1. Show examples of what can be done, not what must be done.

Busy sellers need to have examples and case studies of how AI can be used effectively in their sales motion if they are to truly understand the art of the possible. Too often these are presented as use cases to replicate, rather than only a starting point to get them thinking about the potential applications. It is not desirable, or possible, to provide an “answer book.” Provide use case examples in your sales playbook or sales coaching sessions, and invite brainstorming on what could happen next. What else does this use case make them think about? How else could they adapt their workflows? And, critically, how would it help them to reach their targets? Share examples of creative chats with generative AI. Leverage it in deal reviews and “war-rooming” sessions to help surface a new angle or urgency driver for the customer’s business or industry.

2. Establish guidelines, not commands.

There is an art and science to effective prompting of generative AI. Provide sellers with guidance on how to structure a prompt to include the appropriate context, voice, and desired output. This can be in the form of “callouts” in the sales playbook, supplementary documents, or screen-shared videos showing them how to engage the tool as a learning aid. Emphasize that interacting with generative AI is not about getting “the answer” but rather about engaging in a dialogue to brainstorm and iterate to a useful response. Teach sellers how to have a discussion with generative AI: to correct it when an answer strays from something helpful or asking it to consider another approach. Direct it to sources closer to the customer, such as public filings, the customer’s website, product releases, presentations their executives have shared at conferences, or other sources from which the AI can learn.

3. Focus training on practice, not information transfer.

Sales professionals need to understand the basics of how generative AI works and considerations with using the tool, such as accuracy, confidentiality, privacy, ethical use, hallucinations, and potential overreliance. But if your training stops there (which it often does), you have likely discouraged them from evolving their way of working rather than gotten them excited about its potential.

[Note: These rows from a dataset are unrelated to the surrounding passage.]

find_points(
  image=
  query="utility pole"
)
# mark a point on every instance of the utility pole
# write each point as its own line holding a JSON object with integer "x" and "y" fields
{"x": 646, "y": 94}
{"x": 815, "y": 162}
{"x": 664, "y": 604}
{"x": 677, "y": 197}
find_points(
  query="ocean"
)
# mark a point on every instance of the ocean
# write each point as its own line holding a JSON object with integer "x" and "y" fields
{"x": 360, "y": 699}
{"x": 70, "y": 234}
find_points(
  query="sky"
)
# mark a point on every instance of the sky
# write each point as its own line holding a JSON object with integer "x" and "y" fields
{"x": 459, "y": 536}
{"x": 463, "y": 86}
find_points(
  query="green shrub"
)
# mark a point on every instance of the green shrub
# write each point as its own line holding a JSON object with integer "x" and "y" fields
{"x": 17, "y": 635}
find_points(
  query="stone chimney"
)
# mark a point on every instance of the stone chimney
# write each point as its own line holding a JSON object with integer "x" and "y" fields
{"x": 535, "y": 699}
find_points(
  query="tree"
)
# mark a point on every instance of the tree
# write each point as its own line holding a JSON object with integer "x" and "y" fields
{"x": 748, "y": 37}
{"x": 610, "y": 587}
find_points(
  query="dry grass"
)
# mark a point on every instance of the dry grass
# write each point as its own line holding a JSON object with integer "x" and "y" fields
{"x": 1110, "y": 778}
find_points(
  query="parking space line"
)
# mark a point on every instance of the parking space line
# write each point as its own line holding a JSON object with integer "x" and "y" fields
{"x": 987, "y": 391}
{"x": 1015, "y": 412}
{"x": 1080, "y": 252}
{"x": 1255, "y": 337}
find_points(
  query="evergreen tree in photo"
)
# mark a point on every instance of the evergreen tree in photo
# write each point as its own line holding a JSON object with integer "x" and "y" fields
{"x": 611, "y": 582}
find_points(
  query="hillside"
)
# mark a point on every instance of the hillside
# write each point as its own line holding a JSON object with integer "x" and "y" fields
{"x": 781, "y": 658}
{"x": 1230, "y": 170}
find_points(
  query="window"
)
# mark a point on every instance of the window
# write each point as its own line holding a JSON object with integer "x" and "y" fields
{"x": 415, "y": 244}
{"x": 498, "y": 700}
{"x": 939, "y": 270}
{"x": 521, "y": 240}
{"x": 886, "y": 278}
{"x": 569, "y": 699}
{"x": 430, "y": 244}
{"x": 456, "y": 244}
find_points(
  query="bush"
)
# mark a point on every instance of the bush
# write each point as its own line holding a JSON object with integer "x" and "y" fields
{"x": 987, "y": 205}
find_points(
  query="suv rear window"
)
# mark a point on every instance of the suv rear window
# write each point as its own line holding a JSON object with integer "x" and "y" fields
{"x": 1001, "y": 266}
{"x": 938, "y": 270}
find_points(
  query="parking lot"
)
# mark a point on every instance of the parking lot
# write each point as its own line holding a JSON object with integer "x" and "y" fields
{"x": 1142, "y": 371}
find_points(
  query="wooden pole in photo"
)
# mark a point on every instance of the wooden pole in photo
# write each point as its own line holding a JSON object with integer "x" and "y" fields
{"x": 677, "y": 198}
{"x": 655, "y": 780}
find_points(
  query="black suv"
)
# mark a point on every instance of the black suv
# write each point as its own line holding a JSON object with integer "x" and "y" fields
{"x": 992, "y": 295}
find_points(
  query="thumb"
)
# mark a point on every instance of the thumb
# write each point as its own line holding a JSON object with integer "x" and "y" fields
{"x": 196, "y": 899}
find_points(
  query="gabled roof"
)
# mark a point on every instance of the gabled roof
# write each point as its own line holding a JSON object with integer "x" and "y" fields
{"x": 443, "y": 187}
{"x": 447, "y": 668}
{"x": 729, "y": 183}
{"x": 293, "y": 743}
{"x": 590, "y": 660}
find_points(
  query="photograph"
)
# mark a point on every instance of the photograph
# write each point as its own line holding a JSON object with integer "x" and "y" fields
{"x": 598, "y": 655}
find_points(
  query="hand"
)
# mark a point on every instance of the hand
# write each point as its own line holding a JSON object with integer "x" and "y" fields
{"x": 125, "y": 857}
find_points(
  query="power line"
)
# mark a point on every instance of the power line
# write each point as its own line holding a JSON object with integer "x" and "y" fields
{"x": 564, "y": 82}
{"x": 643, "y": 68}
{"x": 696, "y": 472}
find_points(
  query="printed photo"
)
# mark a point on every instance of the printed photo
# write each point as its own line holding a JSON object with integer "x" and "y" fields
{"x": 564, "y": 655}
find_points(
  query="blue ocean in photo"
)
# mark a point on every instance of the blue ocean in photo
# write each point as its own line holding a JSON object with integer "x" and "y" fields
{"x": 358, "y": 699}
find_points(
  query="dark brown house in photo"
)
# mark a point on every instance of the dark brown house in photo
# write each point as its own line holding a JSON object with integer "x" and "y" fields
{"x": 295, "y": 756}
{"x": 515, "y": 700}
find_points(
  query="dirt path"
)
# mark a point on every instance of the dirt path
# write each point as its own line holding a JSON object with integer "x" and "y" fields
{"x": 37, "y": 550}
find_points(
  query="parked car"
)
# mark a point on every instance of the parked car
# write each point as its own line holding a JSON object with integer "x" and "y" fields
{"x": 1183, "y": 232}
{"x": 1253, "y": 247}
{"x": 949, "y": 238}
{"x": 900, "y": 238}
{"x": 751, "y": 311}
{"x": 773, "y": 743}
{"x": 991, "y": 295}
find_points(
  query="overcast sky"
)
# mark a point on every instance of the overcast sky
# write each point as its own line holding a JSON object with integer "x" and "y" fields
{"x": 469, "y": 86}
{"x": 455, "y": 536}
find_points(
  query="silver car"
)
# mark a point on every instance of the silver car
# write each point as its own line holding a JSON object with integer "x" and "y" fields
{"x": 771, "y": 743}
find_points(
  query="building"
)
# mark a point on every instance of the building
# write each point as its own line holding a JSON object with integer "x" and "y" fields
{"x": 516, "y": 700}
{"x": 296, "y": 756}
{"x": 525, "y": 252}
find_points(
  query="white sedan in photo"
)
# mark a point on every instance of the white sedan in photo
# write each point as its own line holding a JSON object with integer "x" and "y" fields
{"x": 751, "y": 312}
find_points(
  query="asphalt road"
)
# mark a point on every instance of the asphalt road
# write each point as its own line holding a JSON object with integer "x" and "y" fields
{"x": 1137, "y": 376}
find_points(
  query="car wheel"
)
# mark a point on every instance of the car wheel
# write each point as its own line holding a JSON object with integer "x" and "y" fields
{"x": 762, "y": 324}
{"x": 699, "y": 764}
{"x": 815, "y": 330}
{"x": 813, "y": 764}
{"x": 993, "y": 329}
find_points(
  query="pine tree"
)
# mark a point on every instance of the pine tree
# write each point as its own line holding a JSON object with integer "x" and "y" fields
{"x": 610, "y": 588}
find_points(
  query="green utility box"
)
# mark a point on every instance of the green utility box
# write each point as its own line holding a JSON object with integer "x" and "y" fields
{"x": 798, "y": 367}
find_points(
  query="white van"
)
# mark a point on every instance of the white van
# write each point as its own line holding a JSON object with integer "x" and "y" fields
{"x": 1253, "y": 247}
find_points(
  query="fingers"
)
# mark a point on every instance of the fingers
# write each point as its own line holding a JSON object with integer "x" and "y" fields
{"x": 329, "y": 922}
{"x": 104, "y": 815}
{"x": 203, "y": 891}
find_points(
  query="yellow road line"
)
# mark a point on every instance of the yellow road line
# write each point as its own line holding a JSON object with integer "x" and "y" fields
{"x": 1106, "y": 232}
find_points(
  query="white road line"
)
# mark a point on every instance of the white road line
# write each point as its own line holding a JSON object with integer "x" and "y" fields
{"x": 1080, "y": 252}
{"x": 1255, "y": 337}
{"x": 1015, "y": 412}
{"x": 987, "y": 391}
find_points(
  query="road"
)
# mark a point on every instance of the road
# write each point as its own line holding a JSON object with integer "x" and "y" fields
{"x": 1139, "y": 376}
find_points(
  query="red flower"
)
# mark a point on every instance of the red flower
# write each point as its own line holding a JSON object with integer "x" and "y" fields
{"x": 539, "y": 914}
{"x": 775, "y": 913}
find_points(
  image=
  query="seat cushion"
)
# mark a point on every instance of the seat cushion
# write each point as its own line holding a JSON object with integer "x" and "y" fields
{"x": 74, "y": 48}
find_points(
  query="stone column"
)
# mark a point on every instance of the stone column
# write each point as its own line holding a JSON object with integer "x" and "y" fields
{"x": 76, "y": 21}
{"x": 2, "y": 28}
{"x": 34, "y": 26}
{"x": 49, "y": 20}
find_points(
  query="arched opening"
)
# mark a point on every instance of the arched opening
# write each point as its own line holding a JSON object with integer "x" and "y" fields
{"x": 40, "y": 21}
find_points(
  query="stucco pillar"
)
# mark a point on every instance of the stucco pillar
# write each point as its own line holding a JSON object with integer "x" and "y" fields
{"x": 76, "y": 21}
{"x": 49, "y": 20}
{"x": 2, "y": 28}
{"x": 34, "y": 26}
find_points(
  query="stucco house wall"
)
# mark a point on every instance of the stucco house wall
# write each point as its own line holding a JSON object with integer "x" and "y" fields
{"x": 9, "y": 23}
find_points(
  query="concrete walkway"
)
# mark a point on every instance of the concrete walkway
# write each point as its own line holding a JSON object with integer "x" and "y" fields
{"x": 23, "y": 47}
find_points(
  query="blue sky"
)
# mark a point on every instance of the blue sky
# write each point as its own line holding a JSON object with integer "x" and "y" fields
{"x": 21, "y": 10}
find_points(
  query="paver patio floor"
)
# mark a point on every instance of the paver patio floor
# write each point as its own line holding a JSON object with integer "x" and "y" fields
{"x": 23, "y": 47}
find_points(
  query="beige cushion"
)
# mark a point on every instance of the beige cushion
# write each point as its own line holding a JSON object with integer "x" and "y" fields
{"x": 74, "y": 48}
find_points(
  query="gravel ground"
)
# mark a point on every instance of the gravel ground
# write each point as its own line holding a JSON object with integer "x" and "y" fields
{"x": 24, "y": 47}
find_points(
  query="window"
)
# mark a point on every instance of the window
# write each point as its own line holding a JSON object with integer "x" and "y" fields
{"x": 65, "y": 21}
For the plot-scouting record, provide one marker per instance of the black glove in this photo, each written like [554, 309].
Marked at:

Make the vast majority of any training session a live practice. Give them a real customer scenario and have them work through it with facilitation and group problem solving. Then give them time to apply it to one of their own accounts in the moment. Generative AI can really come to life when sellers can see it produce responses in real time that are applicable to their daily sales activities. Simple examples such as using AI to understand how their customer makes money, what the key personas care about when considering a purchase, or what objections buyers might have to their solution can be extremely educational. Giving sellers a chance to then apply these prompts to their own accounts and challenges allows them to “see the magic” for themselves.

4. Use manager–seller one-on-ones for joint learning, not feedback.

AI is changing the job of the sales manager as much as it is changing the job of the seller. Reporting, pipeline management, seller performance monitoring, and many administrative activities are all becoming more streamlined with the use of AI. Managers should introduce a regular cadence of generative AI “show-and-tell” with their sellers, sharing how each has used it over the previous weeks, what they learned, and how it has impacted their work. Rather than asking for reporting and numbers focused on adoption and compliance, focus on creating a climate of iteration and a continuous improvement mentality as the organization adapts to new ways of working.

Generative AI use is another learned skill leaders need to help their teams develop. It gathers and applies knowledge. It makes human judgment, curiosity, creative thinking, and deep understanding more important than it’s ever been. Driving deep intelligence with generative AI requires approaches that run counter to simply deploying a new tool.